DELIRIO DE NEGACIÓN.
Camino y sé que me desmorono, soy consciente de esta extraña descompactación que sufro, pero no
puedo descifrarlo, tal vez es sencillamente indescriptible. Me observo por horas frente al espejo que
precede un ritual manido en las mañanas aún sin sol, buscando airadamente partes de un yo que
quizás recuerdo vagamente pero cuyos vestigios se dibujan en mi como cicatrices viejas. Echo de
menos esos miembros que he ido dejando sin saber en sitios ahora inalcanzables. He notado indudablemente esas ausencias en mi piel y he optado por hacer un inventario exhaustivo de mis lunares callados y no es que éstos se escondan entre los pliegues desérticos de mi piel cansada, sino que han desaparecido, eclipsados misteriosamente como lunas negras en el universo incierto del tiempo, de los acontecimientos, de los sucesos que cortan, que cercenaron silenciosamente alguna vez, fragmentos entonces invisibles para mi. Hasta que llega el día en que se ha perdido tanto que miro al espejo incrédulo y no reconozco a nadie.

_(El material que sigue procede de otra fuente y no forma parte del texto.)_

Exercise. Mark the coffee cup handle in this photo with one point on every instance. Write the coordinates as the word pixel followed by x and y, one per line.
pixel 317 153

Sé que me deshago en la mirada de los demás cuando me ven de cerca unos ojos familiares y me desconocen esos gestos amables que solían adornar un saludo, y sonrío en vano, como si pudiera ignorar todo eso que se ha perdido descuidadamente, sabiendo muy bien que sonríe de vuelta para tapar con lisonjería la pena de mis ojos lisiados. Como aquel que trata con un cojo o un manco y le atiende melifluamente, como tratando de dar un consuelo innecesario a un mal de todos modos irremediable. Y soy capaz de percibir el color desgastado de mis ojos en el brillo y la viveza de los ojos que me observan y contemplo de nuevo, brevemente, esas visiones y los viejos paisajes y me desfiguro otra vez entre sublime belleza y vagas melancolías. Hasta que mis ojos se tornan de un color indeciso, parecidos a un antiguo paño cuyas posturas son historia.
Veo que me desarmo sin remedio en los labios de esos amores inermes, que me devuelven siempre insatisfecho, con la amarga sensación que deja un cabo sin atar, un final inesperado, siempre inconcluso. Me quedo hecho jirones de carne débil y pálida pero todavía palpitante y ansiosa. Una carne ahogada en desesperanza, aunque aún muy expectante porque al cabo todo despropósito es esperanza en el fondo, es suspenso. Y chorreo mi sangre violeta a diestra y siniestra hasta que cesa la curiosidad, el interés y el llanto. Pero siempre queda algún trozo abandonado, pudriéndose clandestinamente en el lecho ceniciento de las viejas pasiones.
Me destroza cada instante. Soy un leproso que busca sus dedos desleídos en medio del polvo, por aquí, por allá, busco, busco, busco y al tiempo que busco me voy descompletando lenta y sutilmente. Cada momento es una pérdida más, contemplo la ventana y creo reconocer algo o alguien, no estoy seguro, pero siempre está cerrada. Lo sé, soy perfectamente consciente de mi enfermedad, de mi parcial ausencia, pero no lo descifro, ni lo entiendo, ni lo describo. Quizás es simplemente como una llave que ya no puede abrir su cerradura.